Ideas behind Big Data were put to the test on BBC’s Radio 4 this week and were found wanting. The programme was called Start the Week.
Kenneth Cukier was on the Big Data side of the debate and Tiffany Jenkins sounded a loud note of caution on what she described as ‘data determinism‘. She had a point, not least because Cukier’s examples were simply not persuading.
Cukier argued (and argues more in a book he’s written) that we have to give up on our human need to understand and let the data speak. In other words, we should give up on causality and rely on correlation, because Big Data offers better correlations.
So for example, Cukier talked about the relationship between college basketball and flu outbreaks as revealed by Google. The trouble is that we’ve been there before – flu and basketball is no more safe a correlation than storks and babies simply because the numbers are bigger.
In other words, letting the data speak – the idea that data somehow increases our pool of knowledge without the need to understand causality – is a recipe for disaster.

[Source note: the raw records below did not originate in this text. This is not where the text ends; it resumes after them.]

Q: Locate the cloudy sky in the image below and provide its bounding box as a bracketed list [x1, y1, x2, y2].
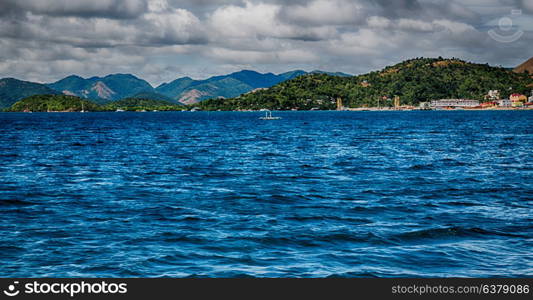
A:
[0, 0, 533, 85]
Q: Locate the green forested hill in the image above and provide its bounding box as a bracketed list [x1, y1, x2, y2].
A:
[198, 58, 533, 110]
[103, 98, 183, 111]
[9, 95, 100, 112]
[0, 78, 59, 109]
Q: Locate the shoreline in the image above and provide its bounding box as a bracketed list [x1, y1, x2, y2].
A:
[0, 107, 533, 114]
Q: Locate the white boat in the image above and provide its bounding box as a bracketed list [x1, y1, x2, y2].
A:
[259, 111, 281, 120]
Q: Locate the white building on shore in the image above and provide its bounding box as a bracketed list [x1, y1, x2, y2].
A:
[431, 99, 480, 109]
[497, 99, 513, 107]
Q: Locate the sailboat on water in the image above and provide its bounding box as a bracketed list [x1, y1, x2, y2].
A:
[259, 110, 281, 121]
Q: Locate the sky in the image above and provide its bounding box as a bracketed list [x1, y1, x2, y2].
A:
[0, 0, 533, 86]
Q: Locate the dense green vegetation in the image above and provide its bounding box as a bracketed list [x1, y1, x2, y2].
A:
[0, 78, 59, 109]
[9, 95, 100, 112]
[7, 95, 185, 112]
[196, 58, 533, 110]
[47, 74, 153, 104]
[103, 98, 184, 111]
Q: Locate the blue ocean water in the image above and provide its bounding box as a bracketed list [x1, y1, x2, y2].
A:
[0, 111, 533, 277]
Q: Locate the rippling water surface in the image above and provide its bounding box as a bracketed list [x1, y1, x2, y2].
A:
[0, 111, 533, 277]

We know the hype … on the Radio 4 programme, it’s that we’re generating the ancient Library of Alexandria every couple of minutes (OK, it’s not quite that, but I bet it will be before long). Or, Cukier’s claim in his book title that Big Data is a “Revolution That Will Transform How We Live, Work and Think”.
I don’t question the basics. Data is growing in volume and volume growth is speeding up. But that doesn’t necessarily mean that we’ve got more information or that the body of knowledge is increasing.
What I do know is that:
1. We can answer questions that we couldn’t before because we can handle the data associated with them. For example, we can now easily answer the question “which doctors are prescribing which drugs?” because we can manage the prescribing database in its entirety.
2. There is huge potential in the analysis of social media data – but it’s a resource looking for a question. It’s not something that a machine can stare at and deliver insight from.
3. Concentrating on the data that’s ‘BIG’ is blinding us to the data that, although not perhaps as ‘big’, is waiting to be more carefully understood.
In the corporate world, the fascination with the potential of social media to offer customer insight or the potential of loyalty cards to do the same is blinding us to the potential of working with (for example) supplier data.
The data might not be as ‘big’, but if we got to grips with it, we might perhaps find ourselves eating beef and not horse.